Terry Gilliam
100 registi (e tantissimi film) che migliorano una vita
In un mondo di celluloide capovolto, lui sarebbe l’unico a restare in piedi. Il suo è un immaginario esondante di invenzioni, trucchi, buffonerie circensi, allucinazioni barocche, maschere felliniane. Terry Gilliam è l’eredità che i Monty Python, storica fucina di comicità anglosassone, hanno lasciato al cinema. Il suo percorso artistico comincia come anima creativa del gruppo, sul finire degli anni Sessanta. Lui, unico americano dei sei Pythons, non solo partecipa alla scrittura degli sketch ma disegna anche tutti i celeberrimi inserti animati che hanno reso il Flying Circus un oggetto di culto. Dopo le pellicole di derivazione Pythoniana arriva nel 1981 il primo grande successo di pubblico con Time Bandits, spericolata scorribanda attraverso i secoli che scomoda Napoleone, Robin Hood e Agamennone.

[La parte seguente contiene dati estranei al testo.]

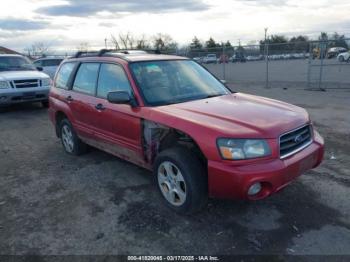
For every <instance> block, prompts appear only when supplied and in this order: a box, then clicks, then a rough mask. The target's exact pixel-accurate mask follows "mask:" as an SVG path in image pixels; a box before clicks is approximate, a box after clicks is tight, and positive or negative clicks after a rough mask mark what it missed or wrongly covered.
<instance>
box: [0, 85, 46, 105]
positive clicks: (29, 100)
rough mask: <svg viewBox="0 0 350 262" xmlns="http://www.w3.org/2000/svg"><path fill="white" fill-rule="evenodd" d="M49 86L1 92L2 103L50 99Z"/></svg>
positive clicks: (34, 100)
mask: <svg viewBox="0 0 350 262" xmlns="http://www.w3.org/2000/svg"><path fill="white" fill-rule="evenodd" d="M49 91H50V89H49V88H40V89H38V88H35V89H32V88H31V89H30V90H20V91H13V90H9V91H7V90H6V92H5V91H4V90H2V91H1V92H0V105H11V104H18V103H25V102H38V101H46V100H48V95H49Z"/></svg>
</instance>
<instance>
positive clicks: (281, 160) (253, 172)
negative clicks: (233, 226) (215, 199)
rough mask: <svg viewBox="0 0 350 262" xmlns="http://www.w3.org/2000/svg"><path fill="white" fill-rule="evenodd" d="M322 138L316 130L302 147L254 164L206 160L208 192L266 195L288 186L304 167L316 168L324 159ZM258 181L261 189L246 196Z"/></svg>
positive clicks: (260, 198) (229, 193) (302, 172)
mask: <svg viewBox="0 0 350 262" xmlns="http://www.w3.org/2000/svg"><path fill="white" fill-rule="evenodd" d="M323 154H324V141H323V138H322V137H321V136H320V135H319V134H318V133H317V132H315V138H314V141H313V143H312V144H310V145H309V146H308V147H307V148H305V149H304V150H302V151H300V152H298V153H296V154H295V155H292V156H290V157H288V158H286V159H283V160H282V159H273V160H269V161H266V162H265V161H264V162H258V163H256V164H249V165H240V166H236V165H233V164H230V163H227V162H219V161H208V183H209V184H208V185H209V195H210V196H211V197H216V198H231V199H250V200H257V199H262V198H265V197H267V196H269V195H271V194H273V193H275V192H278V191H279V190H281V189H282V188H284V187H285V186H287V185H288V184H289V183H290V182H291V181H293V180H294V179H295V178H296V177H298V176H300V175H301V174H302V173H304V172H305V171H307V170H310V169H312V168H315V167H317V166H318V165H319V164H320V163H321V162H322V159H323ZM257 182H260V183H261V185H262V190H261V191H260V193H258V194H257V195H254V196H248V189H249V187H250V186H251V185H253V184H254V183H257Z"/></svg>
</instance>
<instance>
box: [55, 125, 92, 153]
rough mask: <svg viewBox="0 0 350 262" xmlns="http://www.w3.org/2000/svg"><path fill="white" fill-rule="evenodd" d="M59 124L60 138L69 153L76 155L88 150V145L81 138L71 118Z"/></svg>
mask: <svg viewBox="0 0 350 262" xmlns="http://www.w3.org/2000/svg"><path fill="white" fill-rule="evenodd" d="M59 126H60V128H59V130H60V138H61V142H62V145H63V148H64V150H65V151H66V152H67V153H68V154H70V155H76V156H78V155H81V154H83V153H85V152H86V150H87V145H86V144H85V143H83V142H82V141H81V140H80V139H79V137H78V136H77V134H76V132H75V131H74V128H73V126H72V124H71V123H70V122H69V120H68V119H63V120H62V121H61V122H60V124H59Z"/></svg>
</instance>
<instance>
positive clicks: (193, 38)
mask: <svg viewBox="0 0 350 262" xmlns="http://www.w3.org/2000/svg"><path fill="white" fill-rule="evenodd" d="M202 47H203V45H202V43H201V41H200V40H199V39H198V38H197V37H196V36H195V37H194V38H193V39H192V42H191V44H190V48H191V49H201V48H202Z"/></svg>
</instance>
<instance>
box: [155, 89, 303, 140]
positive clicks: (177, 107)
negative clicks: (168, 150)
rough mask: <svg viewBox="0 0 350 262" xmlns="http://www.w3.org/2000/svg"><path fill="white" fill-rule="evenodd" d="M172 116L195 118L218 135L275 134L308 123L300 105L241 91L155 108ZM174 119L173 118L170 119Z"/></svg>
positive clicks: (171, 121)
mask: <svg viewBox="0 0 350 262" xmlns="http://www.w3.org/2000/svg"><path fill="white" fill-rule="evenodd" d="M154 110H155V111H157V112H158V113H162V114H164V115H165V114H166V115H168V116H171V117H172V118H177V119H179V118H181V119H182V120H185V121H189V122H192V123H193V122H195V123H196V125H197V126H198V125H199V126H202V127H203V129H201V130H203V132H205V130H206V129H208V128H209V129H211V130H215V132H217V133H218V134H219V135H221V136H230V137H240V138H276V137H279V136H280V135H281V134H283V133H285V132H287V131H290V130H293V129H295V128H297V127H300V126H302V125H304V124H306V123H308V122H309V121H310V120H309V116H308V113H307V112H306V110H304V109H303V108H300V107H297V106H294V105H291V104H288V103H284V102H281V101H277V100H273V99H268V98H263V97H259V96H253V95H248V94H243V93H234V94H230V95H225V96H220V97H213V98H209V99H203V100H196V101H190V102H185V103H180V104H173V105H167V106H161V107H157V108H154ZM171 122H172V123H176V121H171Z"/></svg>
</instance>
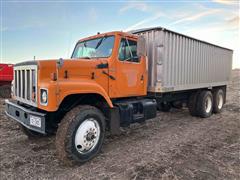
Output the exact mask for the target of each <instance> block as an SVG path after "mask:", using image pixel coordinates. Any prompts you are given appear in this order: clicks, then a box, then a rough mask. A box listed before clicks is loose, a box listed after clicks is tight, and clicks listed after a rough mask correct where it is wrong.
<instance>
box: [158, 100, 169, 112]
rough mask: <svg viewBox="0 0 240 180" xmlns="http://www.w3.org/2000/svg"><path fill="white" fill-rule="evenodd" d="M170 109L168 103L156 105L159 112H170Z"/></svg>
mask: <svg viewBox="0 0 240 180" xmlns="http://www.w3.org/2000/svg"><path fill="white" fill-rule="evenodd" d="M171 108H172V106H171V104H170V103H168V102H163V103H158V105H157V109H158V110H159V111H163V112H169V111H170V110H171Z"/></svg>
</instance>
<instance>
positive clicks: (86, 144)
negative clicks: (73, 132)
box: [75, 118, 100, 154]
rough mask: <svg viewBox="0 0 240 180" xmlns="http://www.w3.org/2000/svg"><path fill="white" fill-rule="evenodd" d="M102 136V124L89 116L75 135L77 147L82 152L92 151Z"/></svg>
mask: <svg viewBox="0 0 240 180" xmlns="http://www.w3.org/2000/svg"><path fill="white" fill-rule="evenodd" d="M99 138H100V126H99V123H98V121H97V120H96V119H94V118H89V119H86V120H85V121H83V122H82V123H81V125H80V126H79V127H78V129H77V132H76V135H75V148H76V149H77V151H78V152H79V153H81V154H86V153H89V152H91V151H92V150H93V149H94V148H95V146H96V145H97V143H98V141H99Z"/></svg>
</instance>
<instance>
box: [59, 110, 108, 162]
mask: <svg viewBox="0 0 240 180" xmlns="http://www.w3.org/2000/svg"><path fill="white" fill-rule="evenodd" d="M104 136H105V117H104V116H103V114H102V112H101V111H100V110H98V109H97V108H95V107H93V106H77V107H75V108H74V109H72V110H71V111H69V112H68V113H67V114H66V115H65V117H64V118H63V119H62V121H61V123H60V125H59V128H58V130H57V134H56V150H57V155H58V157H59V159H60V160H61V161H62V162H63V163H64V164H66V165H73V164H75V163H78V164H83V163H84V162H86V161H89V160H90V159H92V158H93V157H95V156H96V155H97V154H98V153H99V152H100V150H101V148H102V144H103V140H104Z"/></svg>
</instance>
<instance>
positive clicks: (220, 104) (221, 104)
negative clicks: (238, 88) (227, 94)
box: [218, 94, 223, 109]
mask: <svg viewBox="0 0 240 180" xmlns="http://www.w3.org/2000/svg"><path fill="white" fill-rule="evenodd" d="M222 106H223V95H222V94H219V95H218V109H222Z"/></svg>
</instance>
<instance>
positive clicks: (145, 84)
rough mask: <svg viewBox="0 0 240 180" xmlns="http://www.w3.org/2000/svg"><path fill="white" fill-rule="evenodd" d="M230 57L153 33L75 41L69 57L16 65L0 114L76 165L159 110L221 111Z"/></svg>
mask: <svg viewBox="0 0 240 180" xmlns="http://www.w3.org/2000/svg"><path fill="white" fill-rule="evenodd" d="M212 52H214V54H213V53H212ZM232 53H233V52H232V50H230V49H227V48H223V47H220V46H217V45H213V44H210V43H207V42H203V41H200V40H197V39H194V38H191V37H187V36H185V35H182V34H179V33H175V32H173V31H170V30H167V29H165V28H159V27H158V28H150V29H146V30H139V31H135V32H134V33H125V32H119V31H118V32H109V33H103V34H97V35H95V36H91V37H88V38H85V39H81V40H80V41H78V42H77V44H76V46H75V48H74V51H73V53H72V56H71V58H70V59H62V58H60V59H55V60H43V61H26V62H22V63H18V64H15V65H14V80H13V81H12V99H10V100H6V114H7V116H8V117H10V118H11V119H14V120H16V121H17V122H19V124H20V127H21V129H22V131H23V132H24V133H25V134H26V135H27V136H28V137H35V138H37V137H41V136H48V135H51V134H56V150H57V155H58V157H59V158H60V160H62V161H63V162H65V163H66V164H73V163H80V164H81V163H84V162H86V161H88V160H90V159H91V158H93V157H94V156H96V155H97V154H98V152H99V151H100V150H101V147H102V144H103V140H104V136H105V132H106V131H109V132H110V133H111V134H119V133H120V127H125V126H129V125H130V124H131V123H136V122H138V123H141V122H144V121H145V120H147V119H151V118H154V117H156V114H157V110H162V111H169V110H170V108H171V107H175V108H181V107H182V106H183V105H186V106H187V107H188V109H189V112H190V114H191V115H193V116H198V117H201V118H206V117H209V116H211V115H212V113H213V112H214V113H219V112H220V111H221V109H222V107H223V105H224V103H225V99H226V85H227V82H228V81H229V75H230V73H231V62H232V61H231V58H232ZM148 60H149V63H148ZM218 71H219V72H221V73H219V72H218ZM217 73H218V74H217Z"/></svg>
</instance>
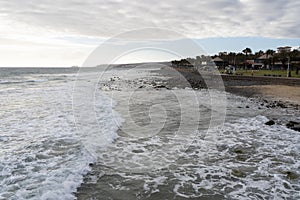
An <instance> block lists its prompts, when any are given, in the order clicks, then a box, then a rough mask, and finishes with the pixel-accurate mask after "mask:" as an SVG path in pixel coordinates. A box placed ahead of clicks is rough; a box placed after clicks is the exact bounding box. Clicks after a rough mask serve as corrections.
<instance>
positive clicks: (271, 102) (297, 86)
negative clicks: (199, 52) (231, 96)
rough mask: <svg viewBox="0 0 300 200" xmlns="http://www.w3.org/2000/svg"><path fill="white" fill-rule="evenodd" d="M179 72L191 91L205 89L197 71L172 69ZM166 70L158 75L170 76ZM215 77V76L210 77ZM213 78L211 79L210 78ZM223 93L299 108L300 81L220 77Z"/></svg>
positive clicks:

Del 1983 la definitiva affermazione sul grande schermo con Monty Python Il senso della vita e di soli due anni successivo quello che unanimemente è considerato il suo capolavoro: Brazil, visionario squarcio profetico su un’umanità incapace di sognare, ingabbiata dai grigi grattacieli della burocrazia. Negli anni successivi sono venute pellicole che hanno consacrato Gilliam come autore capace di momenti creativi altissimi, ispirato costantemente da una fantasia vulcanica e multiforme: Le avventure del Barone di Munchausen, La leggenda del Re Pescatore, L’esercito delle 12 scimmie, Paura e Delirio a Las Vegas. All’appello manca ancora il suo attesissimo Don Chisciotte. Speriamo, prima o poi, di scorgerne il profilo all’orizzonte.